Posted: Tuesday, April 29, 2003

ANCHORAGE (AP) Anchorage is not at risk of becoming a flyover city anytime soon, according to a Boeing executive.

Tom Hoang, Boeing's director of cargo marketing for the America region, said most airlines can't afford to do what Air France did when it bought longer range jets. That move led to Fairbanks losing Air France as a cargo transit stop customer.

Hoang said that the Boeing 747-400s extended range freighters that Air France bought cost from $188 million to $215 million each. They have longer-range fuel capacity, but that's not cost effective for most cargo carriers, Hoang said.

Air France could afford the upgrade, but Hoang told the Alaska Journal of Commerce that most airlines will opt to convert passenger jets.

It's very expensive,'' Hoang said. Mostly you will see a lot of airlines will go with conversion, rather than a brand new production aircraft.''

He said Air France could afford the longer range jumbo jets because the airline is one of the top players in the air cargo business.
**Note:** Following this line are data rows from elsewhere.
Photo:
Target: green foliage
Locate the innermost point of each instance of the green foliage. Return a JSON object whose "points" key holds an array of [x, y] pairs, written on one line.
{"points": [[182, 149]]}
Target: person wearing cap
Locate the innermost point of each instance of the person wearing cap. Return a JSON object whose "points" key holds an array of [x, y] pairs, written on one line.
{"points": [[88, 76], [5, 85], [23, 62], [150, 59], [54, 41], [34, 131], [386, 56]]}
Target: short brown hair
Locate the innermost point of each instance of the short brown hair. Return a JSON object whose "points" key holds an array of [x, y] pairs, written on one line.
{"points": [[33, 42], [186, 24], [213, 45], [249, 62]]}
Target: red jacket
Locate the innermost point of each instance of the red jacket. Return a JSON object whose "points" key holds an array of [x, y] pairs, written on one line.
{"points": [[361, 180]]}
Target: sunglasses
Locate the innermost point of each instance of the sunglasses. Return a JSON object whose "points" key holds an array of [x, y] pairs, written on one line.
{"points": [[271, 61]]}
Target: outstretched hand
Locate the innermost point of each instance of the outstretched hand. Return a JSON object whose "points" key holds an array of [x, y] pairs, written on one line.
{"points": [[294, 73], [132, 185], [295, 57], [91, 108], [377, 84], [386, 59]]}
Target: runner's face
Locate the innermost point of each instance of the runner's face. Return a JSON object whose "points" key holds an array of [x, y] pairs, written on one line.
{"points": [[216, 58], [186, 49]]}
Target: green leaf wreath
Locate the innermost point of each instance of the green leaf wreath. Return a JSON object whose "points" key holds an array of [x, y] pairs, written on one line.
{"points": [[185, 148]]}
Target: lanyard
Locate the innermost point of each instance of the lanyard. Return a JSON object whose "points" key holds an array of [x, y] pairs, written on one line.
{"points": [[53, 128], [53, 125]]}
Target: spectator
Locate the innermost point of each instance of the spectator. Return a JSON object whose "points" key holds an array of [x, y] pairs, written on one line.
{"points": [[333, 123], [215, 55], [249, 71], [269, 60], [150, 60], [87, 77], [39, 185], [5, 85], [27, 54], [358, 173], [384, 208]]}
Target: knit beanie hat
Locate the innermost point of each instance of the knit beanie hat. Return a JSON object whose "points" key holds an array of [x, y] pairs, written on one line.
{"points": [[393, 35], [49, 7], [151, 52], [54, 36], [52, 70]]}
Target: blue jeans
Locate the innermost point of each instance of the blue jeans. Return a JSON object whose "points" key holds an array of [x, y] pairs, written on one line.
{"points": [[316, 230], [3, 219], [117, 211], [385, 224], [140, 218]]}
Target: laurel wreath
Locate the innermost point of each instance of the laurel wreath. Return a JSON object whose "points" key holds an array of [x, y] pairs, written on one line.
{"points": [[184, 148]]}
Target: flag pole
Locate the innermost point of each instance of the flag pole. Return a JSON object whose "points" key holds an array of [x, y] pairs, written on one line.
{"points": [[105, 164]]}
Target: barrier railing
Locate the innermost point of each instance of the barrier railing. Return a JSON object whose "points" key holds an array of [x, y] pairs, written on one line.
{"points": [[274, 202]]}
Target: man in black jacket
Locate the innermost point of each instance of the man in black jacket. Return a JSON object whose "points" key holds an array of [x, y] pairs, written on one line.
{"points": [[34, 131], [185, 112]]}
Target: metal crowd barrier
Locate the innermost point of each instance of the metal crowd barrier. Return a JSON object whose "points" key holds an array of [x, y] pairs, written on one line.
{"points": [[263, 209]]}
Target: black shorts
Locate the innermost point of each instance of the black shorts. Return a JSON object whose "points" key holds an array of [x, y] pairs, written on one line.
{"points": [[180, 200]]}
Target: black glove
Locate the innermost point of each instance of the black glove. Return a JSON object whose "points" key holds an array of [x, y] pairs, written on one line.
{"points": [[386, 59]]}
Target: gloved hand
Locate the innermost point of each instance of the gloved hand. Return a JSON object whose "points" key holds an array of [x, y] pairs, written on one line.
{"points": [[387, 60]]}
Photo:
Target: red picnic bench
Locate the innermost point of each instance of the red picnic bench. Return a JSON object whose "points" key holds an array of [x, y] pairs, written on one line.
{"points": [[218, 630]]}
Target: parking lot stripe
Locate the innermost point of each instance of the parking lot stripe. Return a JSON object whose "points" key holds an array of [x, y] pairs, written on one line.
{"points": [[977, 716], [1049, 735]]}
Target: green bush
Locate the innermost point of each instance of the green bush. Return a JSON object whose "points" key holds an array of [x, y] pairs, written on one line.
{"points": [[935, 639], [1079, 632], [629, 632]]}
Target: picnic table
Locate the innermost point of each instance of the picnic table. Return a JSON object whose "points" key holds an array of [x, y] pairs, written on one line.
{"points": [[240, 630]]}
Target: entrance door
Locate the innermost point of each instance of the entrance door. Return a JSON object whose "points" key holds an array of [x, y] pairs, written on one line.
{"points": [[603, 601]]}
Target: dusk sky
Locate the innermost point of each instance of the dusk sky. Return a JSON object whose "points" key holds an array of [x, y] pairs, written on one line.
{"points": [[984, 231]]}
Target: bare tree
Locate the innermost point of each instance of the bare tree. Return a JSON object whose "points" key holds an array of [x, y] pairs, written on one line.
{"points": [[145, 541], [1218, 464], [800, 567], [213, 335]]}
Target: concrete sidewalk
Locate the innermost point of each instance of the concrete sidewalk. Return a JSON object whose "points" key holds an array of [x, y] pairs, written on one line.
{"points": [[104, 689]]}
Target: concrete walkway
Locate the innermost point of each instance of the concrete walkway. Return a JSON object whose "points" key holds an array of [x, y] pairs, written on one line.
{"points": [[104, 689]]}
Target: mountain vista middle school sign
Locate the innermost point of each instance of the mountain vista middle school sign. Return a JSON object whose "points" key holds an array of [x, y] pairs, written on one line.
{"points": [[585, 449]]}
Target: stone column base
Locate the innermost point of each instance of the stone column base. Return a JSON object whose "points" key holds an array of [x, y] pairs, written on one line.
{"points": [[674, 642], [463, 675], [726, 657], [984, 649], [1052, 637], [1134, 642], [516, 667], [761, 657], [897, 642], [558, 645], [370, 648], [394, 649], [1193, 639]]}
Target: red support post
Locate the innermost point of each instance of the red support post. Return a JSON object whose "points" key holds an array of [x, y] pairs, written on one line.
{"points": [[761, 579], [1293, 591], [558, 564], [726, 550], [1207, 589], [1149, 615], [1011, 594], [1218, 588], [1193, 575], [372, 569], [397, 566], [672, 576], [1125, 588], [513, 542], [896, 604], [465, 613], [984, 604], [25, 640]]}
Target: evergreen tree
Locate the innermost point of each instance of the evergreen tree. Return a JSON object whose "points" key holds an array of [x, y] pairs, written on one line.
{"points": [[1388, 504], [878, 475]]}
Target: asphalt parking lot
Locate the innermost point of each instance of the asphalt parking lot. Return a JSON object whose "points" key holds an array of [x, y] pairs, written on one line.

While Anchorage has lost passenger transit business over the years, Hoang said the dynamics for the air cargo industry are different.

We don't see cargo following the same path of passenger flights in terms of overflying Anchorage,'' Hoang said. The characteristics of the air cargo market are very different from the passenger market.''

Anchorage is one of six cities that will receive service from the new large cargo jets.

In February, Ted Stevens Anchorage International Airport won a $51 million grant from the U.S. Department of Transportation to upgrade facilities. The money will be used to pay for construction of taxiways and upgrade existing runways over a six-year period.